Geräte für erweiterte Realität
In der Werkstatt 4.0 kann die erweiterte Realität bei Servicearbeiten, Reparaturen, Diagnose, in der Direktannahme oder im Kundengespräch zum Einsatz kommen. Es gibt bereits ausgereifte Lösungen am Markt, die ständig optimiert werden. So hat Bosch die Common Augmented Reality Platform (CAP) entwickelt, um die Varianten- und Produktvielfalt in der modernen Kfz-Technik möglichst schnell, einfach und mit geringen Kosten umsetzen zu können. CAP greift auf die vorhandene Datenbank zu und zieht die passenden Daten heraus. Neben Informationen und Erklärungen in Textform können Video-Einspielungen, Bilder, Sicherheitshinweise mit Audio-Einspielung, 3D-Daten, Schaltpläne, technische Zeichnungen und Marker eingebunden werden.
Hella Gutmann Solutions hat eine digitale Multifunktionsbrille mit integrierter Kamera in Verbindung mit einer App für Echtzeitsupport entwickelt. Damit kann sich der Werkstattmitarbeiter mit Experten im technischen Callcenter austauschen.
Auch das neue Werkstatt-Support-System von WOW! Würth Online World basiert auf der erweiterten Realität. Werkstatt-Techniker können ihre Problembeschreibungen und Lösungsversuche live per Kamera an die Experten des WOW!-Serviceteams übertragen und erhalten live Hilfestellungen. Das Lösungsbild wird virtuell über das Problembild in der Live-Werkstattsituation gelegt.

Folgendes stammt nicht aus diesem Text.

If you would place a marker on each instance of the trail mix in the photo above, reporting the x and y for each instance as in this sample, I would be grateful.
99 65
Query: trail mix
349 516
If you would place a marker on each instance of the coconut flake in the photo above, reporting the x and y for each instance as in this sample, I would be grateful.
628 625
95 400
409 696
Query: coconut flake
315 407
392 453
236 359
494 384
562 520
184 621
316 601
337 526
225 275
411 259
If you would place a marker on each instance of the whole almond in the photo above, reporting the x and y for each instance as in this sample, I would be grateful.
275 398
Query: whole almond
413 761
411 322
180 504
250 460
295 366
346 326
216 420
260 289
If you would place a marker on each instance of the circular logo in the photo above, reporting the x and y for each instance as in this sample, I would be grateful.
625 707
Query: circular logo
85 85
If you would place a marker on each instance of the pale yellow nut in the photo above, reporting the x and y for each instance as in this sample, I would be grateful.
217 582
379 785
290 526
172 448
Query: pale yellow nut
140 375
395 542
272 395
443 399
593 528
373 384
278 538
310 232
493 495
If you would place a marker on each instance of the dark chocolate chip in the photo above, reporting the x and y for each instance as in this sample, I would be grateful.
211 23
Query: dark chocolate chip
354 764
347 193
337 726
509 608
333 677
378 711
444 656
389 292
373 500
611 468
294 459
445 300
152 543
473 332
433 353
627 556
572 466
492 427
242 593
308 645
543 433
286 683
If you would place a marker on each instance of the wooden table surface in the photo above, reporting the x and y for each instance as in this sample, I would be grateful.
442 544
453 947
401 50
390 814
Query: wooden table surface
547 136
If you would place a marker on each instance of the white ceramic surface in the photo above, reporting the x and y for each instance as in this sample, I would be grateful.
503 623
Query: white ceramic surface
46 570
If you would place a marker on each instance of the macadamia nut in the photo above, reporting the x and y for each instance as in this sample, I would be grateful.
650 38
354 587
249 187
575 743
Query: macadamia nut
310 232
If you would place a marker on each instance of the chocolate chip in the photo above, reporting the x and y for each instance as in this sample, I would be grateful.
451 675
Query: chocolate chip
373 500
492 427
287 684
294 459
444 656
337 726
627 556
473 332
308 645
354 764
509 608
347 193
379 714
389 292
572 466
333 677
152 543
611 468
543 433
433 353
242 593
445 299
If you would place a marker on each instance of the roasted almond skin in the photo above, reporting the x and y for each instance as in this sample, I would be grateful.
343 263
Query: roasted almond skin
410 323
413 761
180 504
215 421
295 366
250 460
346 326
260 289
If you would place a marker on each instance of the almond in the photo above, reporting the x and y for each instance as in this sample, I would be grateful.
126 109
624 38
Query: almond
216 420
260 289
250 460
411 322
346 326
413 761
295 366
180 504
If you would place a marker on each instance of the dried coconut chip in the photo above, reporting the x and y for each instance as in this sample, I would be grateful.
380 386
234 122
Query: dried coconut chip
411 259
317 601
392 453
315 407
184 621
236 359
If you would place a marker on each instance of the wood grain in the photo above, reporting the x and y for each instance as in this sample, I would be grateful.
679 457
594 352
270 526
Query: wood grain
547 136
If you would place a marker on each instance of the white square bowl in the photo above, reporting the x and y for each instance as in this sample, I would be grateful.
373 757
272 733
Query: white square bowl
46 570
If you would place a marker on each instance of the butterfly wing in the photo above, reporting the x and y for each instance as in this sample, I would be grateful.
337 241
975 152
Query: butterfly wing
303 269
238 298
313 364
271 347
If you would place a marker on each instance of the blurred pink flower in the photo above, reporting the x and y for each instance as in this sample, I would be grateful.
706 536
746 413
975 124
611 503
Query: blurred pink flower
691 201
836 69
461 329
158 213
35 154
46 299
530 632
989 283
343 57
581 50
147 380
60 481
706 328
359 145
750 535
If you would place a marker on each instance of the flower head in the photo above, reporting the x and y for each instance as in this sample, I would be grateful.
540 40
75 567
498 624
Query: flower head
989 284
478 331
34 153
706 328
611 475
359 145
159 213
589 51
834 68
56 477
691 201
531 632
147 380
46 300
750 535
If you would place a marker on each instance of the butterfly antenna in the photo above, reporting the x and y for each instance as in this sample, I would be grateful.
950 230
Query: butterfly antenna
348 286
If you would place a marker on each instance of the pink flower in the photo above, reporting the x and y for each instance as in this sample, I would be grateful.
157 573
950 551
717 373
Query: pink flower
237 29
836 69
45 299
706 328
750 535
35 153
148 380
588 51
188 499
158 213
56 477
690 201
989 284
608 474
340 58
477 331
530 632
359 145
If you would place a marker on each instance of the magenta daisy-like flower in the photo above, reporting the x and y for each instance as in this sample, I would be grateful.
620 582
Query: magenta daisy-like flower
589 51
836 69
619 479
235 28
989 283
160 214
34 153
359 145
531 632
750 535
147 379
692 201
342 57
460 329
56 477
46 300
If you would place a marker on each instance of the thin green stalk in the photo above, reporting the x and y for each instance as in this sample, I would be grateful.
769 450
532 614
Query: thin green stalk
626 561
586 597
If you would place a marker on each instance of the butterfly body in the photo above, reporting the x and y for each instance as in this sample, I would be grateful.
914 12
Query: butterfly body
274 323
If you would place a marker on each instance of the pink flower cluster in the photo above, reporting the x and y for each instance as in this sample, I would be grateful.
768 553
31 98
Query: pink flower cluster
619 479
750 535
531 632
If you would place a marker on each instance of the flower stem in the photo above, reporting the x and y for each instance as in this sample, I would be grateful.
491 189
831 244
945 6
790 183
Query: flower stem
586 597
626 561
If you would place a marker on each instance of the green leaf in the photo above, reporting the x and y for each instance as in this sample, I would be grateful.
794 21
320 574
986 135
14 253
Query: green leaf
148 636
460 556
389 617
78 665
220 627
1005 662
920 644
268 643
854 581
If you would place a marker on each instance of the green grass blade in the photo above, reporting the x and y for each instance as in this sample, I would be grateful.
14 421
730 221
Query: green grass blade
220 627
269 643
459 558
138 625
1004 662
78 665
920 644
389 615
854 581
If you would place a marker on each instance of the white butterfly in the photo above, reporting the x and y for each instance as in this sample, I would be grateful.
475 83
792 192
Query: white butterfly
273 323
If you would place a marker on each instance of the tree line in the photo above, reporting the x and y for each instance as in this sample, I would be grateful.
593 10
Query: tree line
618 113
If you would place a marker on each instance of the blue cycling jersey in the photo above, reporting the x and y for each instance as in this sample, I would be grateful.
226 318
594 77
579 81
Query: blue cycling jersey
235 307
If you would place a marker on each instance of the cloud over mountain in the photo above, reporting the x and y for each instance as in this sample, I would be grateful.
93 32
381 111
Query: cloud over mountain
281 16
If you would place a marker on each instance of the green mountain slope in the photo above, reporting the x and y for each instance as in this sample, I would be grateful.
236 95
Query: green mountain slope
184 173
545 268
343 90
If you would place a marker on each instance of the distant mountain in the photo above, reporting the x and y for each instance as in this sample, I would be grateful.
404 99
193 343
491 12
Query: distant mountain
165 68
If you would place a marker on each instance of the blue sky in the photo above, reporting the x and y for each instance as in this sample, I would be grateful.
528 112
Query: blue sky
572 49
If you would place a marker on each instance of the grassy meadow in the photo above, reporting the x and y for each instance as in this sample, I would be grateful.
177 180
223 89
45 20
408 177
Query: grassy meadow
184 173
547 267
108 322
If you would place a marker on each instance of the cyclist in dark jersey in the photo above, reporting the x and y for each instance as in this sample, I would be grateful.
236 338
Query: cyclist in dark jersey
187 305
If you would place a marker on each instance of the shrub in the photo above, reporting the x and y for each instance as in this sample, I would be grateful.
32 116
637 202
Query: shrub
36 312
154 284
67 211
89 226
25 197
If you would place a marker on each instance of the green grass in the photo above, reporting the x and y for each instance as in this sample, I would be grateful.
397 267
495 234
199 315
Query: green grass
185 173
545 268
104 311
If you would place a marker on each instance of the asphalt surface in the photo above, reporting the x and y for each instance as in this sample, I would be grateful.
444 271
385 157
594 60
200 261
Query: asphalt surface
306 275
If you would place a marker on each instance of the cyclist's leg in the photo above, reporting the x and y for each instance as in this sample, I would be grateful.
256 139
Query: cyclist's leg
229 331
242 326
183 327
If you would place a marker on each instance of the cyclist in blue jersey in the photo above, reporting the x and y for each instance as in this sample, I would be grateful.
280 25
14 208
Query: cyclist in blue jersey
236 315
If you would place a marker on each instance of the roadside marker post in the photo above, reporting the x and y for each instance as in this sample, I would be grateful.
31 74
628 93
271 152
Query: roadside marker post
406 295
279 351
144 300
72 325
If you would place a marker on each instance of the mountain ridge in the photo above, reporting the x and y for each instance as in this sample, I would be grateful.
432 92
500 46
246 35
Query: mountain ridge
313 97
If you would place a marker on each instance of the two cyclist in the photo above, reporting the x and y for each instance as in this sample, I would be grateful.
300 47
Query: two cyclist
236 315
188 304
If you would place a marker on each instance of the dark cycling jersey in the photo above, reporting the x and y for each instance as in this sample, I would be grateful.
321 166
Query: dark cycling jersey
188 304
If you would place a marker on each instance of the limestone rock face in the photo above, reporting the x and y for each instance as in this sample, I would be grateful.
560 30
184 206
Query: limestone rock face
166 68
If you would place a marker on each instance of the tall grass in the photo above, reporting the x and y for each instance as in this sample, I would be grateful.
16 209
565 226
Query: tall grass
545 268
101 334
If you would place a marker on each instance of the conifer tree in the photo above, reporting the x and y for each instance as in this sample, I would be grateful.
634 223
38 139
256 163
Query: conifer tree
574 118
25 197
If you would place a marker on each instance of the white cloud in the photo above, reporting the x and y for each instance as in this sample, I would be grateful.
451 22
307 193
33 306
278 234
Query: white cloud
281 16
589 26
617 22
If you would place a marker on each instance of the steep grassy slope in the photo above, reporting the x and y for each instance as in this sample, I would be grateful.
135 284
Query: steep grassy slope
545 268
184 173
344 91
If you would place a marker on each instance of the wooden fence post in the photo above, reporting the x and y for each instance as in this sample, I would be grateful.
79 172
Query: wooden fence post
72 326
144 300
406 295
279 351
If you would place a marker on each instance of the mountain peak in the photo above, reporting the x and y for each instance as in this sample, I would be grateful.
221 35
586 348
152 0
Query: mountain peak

Das Unternehmen HaynesPro, das sich auf technische Daten für den europäischen Automobil-Aftermarket spezialisiert, hat eine App der erweiterten Realität entwickelt. Sie zeigt die Fahrzeugidentifizierung, wenn man die Kamera auf eine Markierung richtet, zum Beispiel ein Kennzeichen. Danach werden die Daten von HaynesPro mit dem jeweiligen Fahrzeug abgeglichen und Rückrufdaten, technische Wartungsmitteilungen oder allgemeine Helpdesk-Lösungen angezeigt.
Training mit erweiterter Realität
Die Digitalisierung des Handwerks verändert nicht nur die Arbeitsweise, sondern auch die Möglichkeiten der Aus- und Weiterbildung. Interaktives Lernen macht es möglich, die Inhalte flexibel zu gestalten. So gibt es Entwicklungen von virtuellen Simulatoren für verschiedene Berufe, zum Beispiel eine virtuelle Spritzpistole für Maler und Lackierer.
Bosch wurde für den Einsatz von Augmented Reality bei technischen Trainings auf der Automechanika 2018 mit dem Innovation Award in der Kategorie Alternative Drive Systems & Digital Solutions ausgezeichnet. Die Teilnehmer der Bosch-Trainings richten die Kamera ihres Tablet-Computers auf ein Fahrzeugbauteil oder blicken durch eine Datenbrille darauf. Ins reale Bild bekommen sie zusätzliche Erläuterungen, 3D-Objekte oder Videos eingeblendet. Durch AR-Anwendungen können unterschiedliche Trainings-Szenarien realisieren werden, da der Trainer die Endgeräte der Teilnehmer steuern und entscheiden kann, welchen Fall diese auf ihren Geräten sehen.
Digitalisierung des Handwerks
Die Digitalisierung verspricht mehr Effizienz, Zeitersparnis und Erhöhung der Kundenzufriedenheit.
Die digitale Welt eröffnet zahlreiche Möglichkeiten, um schneller und genauer Fahrzeuge instand zu
setzen und Fehler zu finden, doch entscheidend bleiben die Menschen, die an den Geräten stehen oder durch die Datenbrille schauen. Unternehmer werden in den nächsten Jahren weiterhin gefordert sein, Spezialisten zu finden, die dem zukünftigen Berufsbild entsprechen.